Prof. Griffiths is a consultant in adult critical care and has a special interest in acute respiratory distress syndrome (ARDS).  His work focuses on lung injury and repair, especially on cellular responses to mechanical stimuli and the biology of lung epithelial cells.  Current projects concentrate on human models of lung injury from isolated cells, lung slices, ex vivo lung perfusion to patients undergoing cardio-thoracic surgery.

Dr Sally Yunsun Kim

Honorary Research Fellow, National Heart & Lung Institute, Imperial College London

Dr Sally Yunsun Kim is a Lecturer in Respiratory Drug Delivery at the Institute of Pharmaceutical Science. Dr Kim has established her lab focused on innovative regenerative medicine approaches to drive lung tissue repair, utilising her expertise in extracellular vesicles, pharmaceutical science and ex-vivo lung tissue slice models. Dr Kim is an Honorary Research Fellow at the National Heart and Lung Institute, Imperial College London, where she has worked as a research fellow prior to joining King’s College London. She has previously held a number of fellowships and grants, including the Wellcome Trust Institutional Strategic Support Fund Springboard Fellowship and the European Respiratory Society / European Molecular Biology Society (EMBO) Long Term Research Fellowship, during which she developed a novel approach to study lung injury and repair using precision-cut lung slices.

Dr Sek-Shir Cheong

Research Associate, National Heart & Lung Institute, Imperial College London

Dr Cheong is a research associate funded by the Royal Brompton & Harefield Hospitals Charity. Using ex vivo 3D Precision-Cut Lung Slices (mini-lung) and in vitro cell models, her research is focused on delineating the role of Wnt/Planar Cell Polarity and Retinoic Acid signalling in promoting lung repair following injury. She is also currently developing different novel methods of manipulating gene/mRNA in ex vivo human and mouse 3D lung tissues, which have potential to be extended to other organs/systems. In collaboration with Imperial College London Consultants (ICON), Sek-Shir also consults on the application of PCLS Acid Injury Repair (AIR) model that the lab developed for semi-highthroughput pre-clinical drug screening to identify potential targets to repair lung injury.

(Rebecca) Qi Chen

PhD candidate, National Heart & Lung Institute, Imperial College London

Rebecca Chen is a PhD student supervised by Dr Charlotte Dean and Dr Sally Kim, investigating extracellular vesicle-derived therapeutic approaches for lung repair.

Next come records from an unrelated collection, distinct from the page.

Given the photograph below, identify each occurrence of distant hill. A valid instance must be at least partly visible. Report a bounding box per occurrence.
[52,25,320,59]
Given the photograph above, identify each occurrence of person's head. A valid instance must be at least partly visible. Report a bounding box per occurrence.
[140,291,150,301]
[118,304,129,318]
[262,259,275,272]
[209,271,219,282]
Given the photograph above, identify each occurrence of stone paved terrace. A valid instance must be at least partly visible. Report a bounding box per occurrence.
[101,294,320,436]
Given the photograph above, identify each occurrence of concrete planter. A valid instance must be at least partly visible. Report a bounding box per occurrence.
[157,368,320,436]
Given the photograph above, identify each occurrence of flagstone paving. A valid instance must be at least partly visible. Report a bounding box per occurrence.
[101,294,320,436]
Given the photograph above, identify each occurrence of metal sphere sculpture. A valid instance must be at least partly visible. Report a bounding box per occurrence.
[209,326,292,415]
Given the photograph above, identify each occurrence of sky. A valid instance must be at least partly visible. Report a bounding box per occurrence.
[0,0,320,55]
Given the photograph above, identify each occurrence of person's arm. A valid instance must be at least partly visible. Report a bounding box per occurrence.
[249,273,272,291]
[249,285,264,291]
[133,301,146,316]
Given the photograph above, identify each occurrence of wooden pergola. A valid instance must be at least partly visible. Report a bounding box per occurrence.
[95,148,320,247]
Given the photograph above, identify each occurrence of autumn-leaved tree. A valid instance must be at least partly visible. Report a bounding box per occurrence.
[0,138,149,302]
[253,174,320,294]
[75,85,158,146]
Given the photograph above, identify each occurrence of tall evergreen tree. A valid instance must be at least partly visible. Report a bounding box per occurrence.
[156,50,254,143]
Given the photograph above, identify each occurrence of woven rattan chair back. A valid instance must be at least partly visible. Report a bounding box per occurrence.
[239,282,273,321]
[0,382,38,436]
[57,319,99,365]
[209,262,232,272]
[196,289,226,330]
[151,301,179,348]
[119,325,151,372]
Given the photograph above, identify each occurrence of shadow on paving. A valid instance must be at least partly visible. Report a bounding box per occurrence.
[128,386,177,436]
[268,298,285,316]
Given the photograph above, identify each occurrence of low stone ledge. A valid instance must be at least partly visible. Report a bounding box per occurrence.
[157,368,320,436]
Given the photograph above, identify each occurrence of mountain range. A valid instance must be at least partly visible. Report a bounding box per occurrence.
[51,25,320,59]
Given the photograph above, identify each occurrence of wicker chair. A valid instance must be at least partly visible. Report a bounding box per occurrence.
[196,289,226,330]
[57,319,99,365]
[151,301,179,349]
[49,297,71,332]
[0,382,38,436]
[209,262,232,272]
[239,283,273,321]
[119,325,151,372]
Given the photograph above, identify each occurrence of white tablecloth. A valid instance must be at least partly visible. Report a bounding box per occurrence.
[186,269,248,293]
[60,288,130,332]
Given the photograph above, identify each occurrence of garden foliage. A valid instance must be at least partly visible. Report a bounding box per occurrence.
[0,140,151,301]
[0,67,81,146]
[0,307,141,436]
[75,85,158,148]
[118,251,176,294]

Rebecca’s project is focused on the therapeutic potentials of extracellular vesicles derived from precision cut lung slices, which likely contain the intrinsic repair factors produced by the lungs. Specifically, she aims to determine the key protein and micro-RNA contents of extracellular vesicles that underlie the high regeneration ability of the developing lungs, and investigate their therapeutic effects in driving lung repair, using the acid injury and repair (AIR) model that was established in the lab.

Siyao Huang

PhD candidate, National Heart & Lung Institute, Imperial College London

Siyao Huang is a PhD student supervised by Dr. Charlotte Dean and Dr. Matthew Hind.

Her research focuses on the role of Wnt11 in lung repair. Wnt proteins are growth factors involved in tissue repair and regeneration. Siyao aims to define the expression pattern of Wnt11 in mouse lung and to determine whether Wnt11 modulates lung repair and regeneration using the Acid Injury and Repair (AIR) model developed in the group.